One of the great things about “Holy Ghosts” for me as an artist, is that in the lobby Beth has asked me to do an exhibit of my Appalachia paintings with the aim of giving the audience complete submersion into the world. I will exhibit seven portraits, the subjects being everyday people from our homeland portrayed as religious icons. So you have coalminers, or farmers for example. The paintings will depict something to do with that person’s faith. Most likely they will begin as black and white charcoal drawings.

CC: What’s special about the “Holy Ghosts” process for you and Beth?
TS: As Beth and I have worked together for a number of years, she had a vision that we should honor our relationship through PAC as fellows. Have it speak to who we are as artists.
The people in “Holy Ghosts,” could easily become caricatures.
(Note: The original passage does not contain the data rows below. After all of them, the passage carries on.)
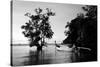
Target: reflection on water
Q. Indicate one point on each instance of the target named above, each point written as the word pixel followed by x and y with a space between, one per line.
pixel 24 55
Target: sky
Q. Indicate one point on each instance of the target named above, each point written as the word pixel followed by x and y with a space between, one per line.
pixel 64 13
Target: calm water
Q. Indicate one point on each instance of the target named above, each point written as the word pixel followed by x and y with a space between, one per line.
pixel 24 55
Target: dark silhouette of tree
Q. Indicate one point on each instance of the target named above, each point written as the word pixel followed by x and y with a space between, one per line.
pixel 83 29
pixel 38 28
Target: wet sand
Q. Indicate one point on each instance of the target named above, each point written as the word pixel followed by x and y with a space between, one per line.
pixel 24 55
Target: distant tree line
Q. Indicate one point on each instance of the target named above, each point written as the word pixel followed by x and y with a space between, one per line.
pixel 83 29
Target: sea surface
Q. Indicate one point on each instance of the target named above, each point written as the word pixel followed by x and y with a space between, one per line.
pixel 25 55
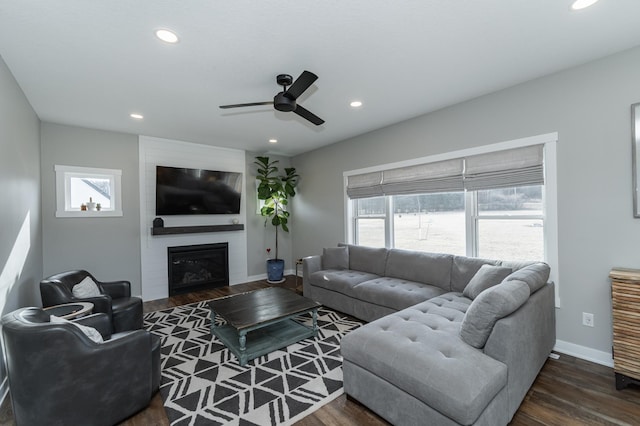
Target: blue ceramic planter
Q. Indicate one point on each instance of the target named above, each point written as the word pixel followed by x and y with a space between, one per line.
pixel 275 269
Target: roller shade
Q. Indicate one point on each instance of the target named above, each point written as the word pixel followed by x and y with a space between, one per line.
pixel 442 176
pixel 498 169
pixel 365 185
pixel 503 169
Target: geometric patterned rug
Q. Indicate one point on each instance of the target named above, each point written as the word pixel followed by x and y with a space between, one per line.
pixel 203 383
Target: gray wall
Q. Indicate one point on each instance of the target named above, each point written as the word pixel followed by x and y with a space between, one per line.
pixel 21 229
pixel 260 237
pixel 107 247
pixel 589 107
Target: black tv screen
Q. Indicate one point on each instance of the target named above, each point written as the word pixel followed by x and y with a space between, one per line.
pixel 181 191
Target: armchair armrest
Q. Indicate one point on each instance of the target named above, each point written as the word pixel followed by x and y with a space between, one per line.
pixel 116 289
pixel 100 322
pixel 101 303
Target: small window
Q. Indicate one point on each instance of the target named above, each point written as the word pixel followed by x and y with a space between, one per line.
pixel 87 192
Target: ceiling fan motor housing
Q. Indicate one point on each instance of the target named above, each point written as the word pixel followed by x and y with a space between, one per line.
pixel 284 80
pixel 282 103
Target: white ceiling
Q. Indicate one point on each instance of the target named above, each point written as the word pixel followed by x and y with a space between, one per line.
pixel 92 63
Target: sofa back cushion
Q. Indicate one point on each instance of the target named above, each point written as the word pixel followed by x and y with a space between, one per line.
pixel 422 267
pixel 367 259
pixel 487 276
pixel 491 305
pixel 335 258
pixel 464 268
pixel 535 275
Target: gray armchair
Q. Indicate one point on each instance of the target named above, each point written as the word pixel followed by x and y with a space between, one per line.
pixel 58 376
pixel 124 311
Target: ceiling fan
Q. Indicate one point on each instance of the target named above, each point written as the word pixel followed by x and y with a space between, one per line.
pixel 286 100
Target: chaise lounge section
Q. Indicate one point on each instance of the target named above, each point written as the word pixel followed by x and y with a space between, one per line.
pixel 452 340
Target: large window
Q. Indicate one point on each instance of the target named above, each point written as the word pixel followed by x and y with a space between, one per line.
pixel 505 223
pixel 494 202
pixel 87 192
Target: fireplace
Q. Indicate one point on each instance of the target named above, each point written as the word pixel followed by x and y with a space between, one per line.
pixel 198 267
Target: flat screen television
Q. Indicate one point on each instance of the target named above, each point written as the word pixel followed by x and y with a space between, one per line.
pixel 181 191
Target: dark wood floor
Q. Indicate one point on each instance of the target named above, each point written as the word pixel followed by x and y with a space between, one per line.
pixel 568 391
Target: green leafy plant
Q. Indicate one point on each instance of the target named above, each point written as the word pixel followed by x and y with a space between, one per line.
pixel 275 189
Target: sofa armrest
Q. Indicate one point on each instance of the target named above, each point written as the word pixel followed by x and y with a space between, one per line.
pixel 310 264
pixel 523 341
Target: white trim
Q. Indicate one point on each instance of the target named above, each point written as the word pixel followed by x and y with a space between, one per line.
pixel 4 390
pixel 583 352
pixel 550 213
pixel 500 146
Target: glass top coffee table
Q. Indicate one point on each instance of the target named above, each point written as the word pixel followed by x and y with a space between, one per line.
pixel 261 321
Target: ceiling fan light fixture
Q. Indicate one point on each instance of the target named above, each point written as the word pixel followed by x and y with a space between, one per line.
pixel 582 4
pixel 167 36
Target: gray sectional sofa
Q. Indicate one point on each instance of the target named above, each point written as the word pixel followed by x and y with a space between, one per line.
pixel 451 340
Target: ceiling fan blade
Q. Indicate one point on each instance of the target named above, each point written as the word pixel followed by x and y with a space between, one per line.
pixel 249 104
pixel 298 87
pixel 308 115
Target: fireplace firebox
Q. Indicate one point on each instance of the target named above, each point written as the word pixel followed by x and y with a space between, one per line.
pixel 198 267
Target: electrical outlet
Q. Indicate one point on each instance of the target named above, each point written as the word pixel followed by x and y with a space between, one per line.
pixel 587 319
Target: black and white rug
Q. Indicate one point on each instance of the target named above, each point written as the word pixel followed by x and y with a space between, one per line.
pixel 203 384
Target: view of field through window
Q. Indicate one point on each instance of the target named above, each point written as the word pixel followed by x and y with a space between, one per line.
pixel 509 223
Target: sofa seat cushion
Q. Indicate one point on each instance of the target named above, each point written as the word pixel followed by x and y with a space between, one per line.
pixel 416 352
pixel 394 293
pixel 452 306
pixel 340 280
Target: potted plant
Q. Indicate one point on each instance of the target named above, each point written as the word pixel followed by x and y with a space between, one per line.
pixel 275 189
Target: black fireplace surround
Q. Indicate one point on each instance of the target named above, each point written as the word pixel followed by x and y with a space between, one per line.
pixel 198 267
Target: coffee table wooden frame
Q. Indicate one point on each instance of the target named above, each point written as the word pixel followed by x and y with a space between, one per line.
pixel 261 321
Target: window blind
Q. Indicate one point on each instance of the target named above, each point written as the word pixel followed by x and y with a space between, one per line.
pixel 442 176
pixel 498 169
pixel 365 185
pixel 503 169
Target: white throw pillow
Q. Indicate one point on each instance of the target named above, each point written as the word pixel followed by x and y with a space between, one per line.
pixel 90 332
pixel 86 288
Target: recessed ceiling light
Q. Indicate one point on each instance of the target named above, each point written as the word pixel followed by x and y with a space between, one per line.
pixel 582 4
pixel 167 36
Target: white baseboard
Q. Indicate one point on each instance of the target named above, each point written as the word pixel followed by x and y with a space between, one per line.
pixel 583 352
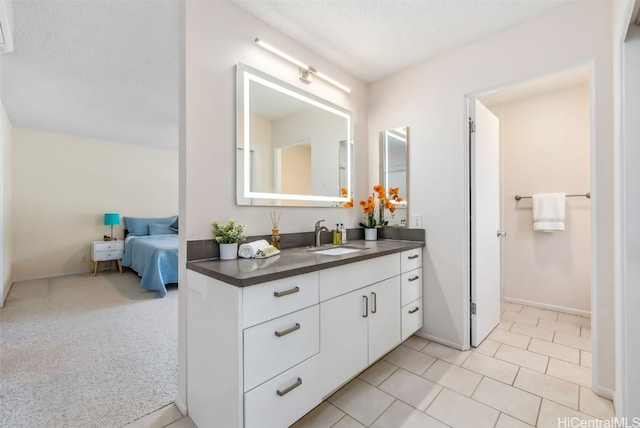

But they’re not. They’re not clowns. They are rooted in the truth of their existence, as we all are. All of the people in that room are together with the belief that their faith in this higher power is all they need to get them through. They expound on how this has changed their lives and who they are without grandstanding – it just comes within the religiosity of the moment. Their handling of snakes, speaking in tongues, it’s all part of the belief that these actions will keep us safe, will heal us. Underneath that are the human failings we all have.

In addition to designing, I will play the role of Cancer Man – another dual role of designer/actor I last executed in “Fool for Love” at Coho Theatre with director Megan Ward.

CC: As an established artist with an impressive body of work, how do you see PAC’s role in the community and what does its identity afford you as a designer?

TS: Portland needs PAC because art can save lives. This institution has established itself not only regionally but nationally as a place that changes people’s lives. It’s important for people to know there’s a place like this in Portland, a place raising the bar for quality of life in the city. In a world where anything can be achieved with the push of a button, there’s a real chance that live theatre for younger generations could become passé. It won’t, because we’re not going to let it; there are people that still gravitate toward it. It’s at PAC, it has a voice. PAC relishes artistic voices, and there is a human need for that voice. I can’t imagine a world without artistic expression - or I don’t want to. I don’t want to imagine what that world would look like.

When you have artists like Beth, me, Michael [Mendelson], Philp [Cuomo], and all of the PAC faculty who are able to say to these students who are full of wonderment, awe, questions: ‘I was once where you are, and this is what can happen.’ It is extraordinary to discover your contribution to the world.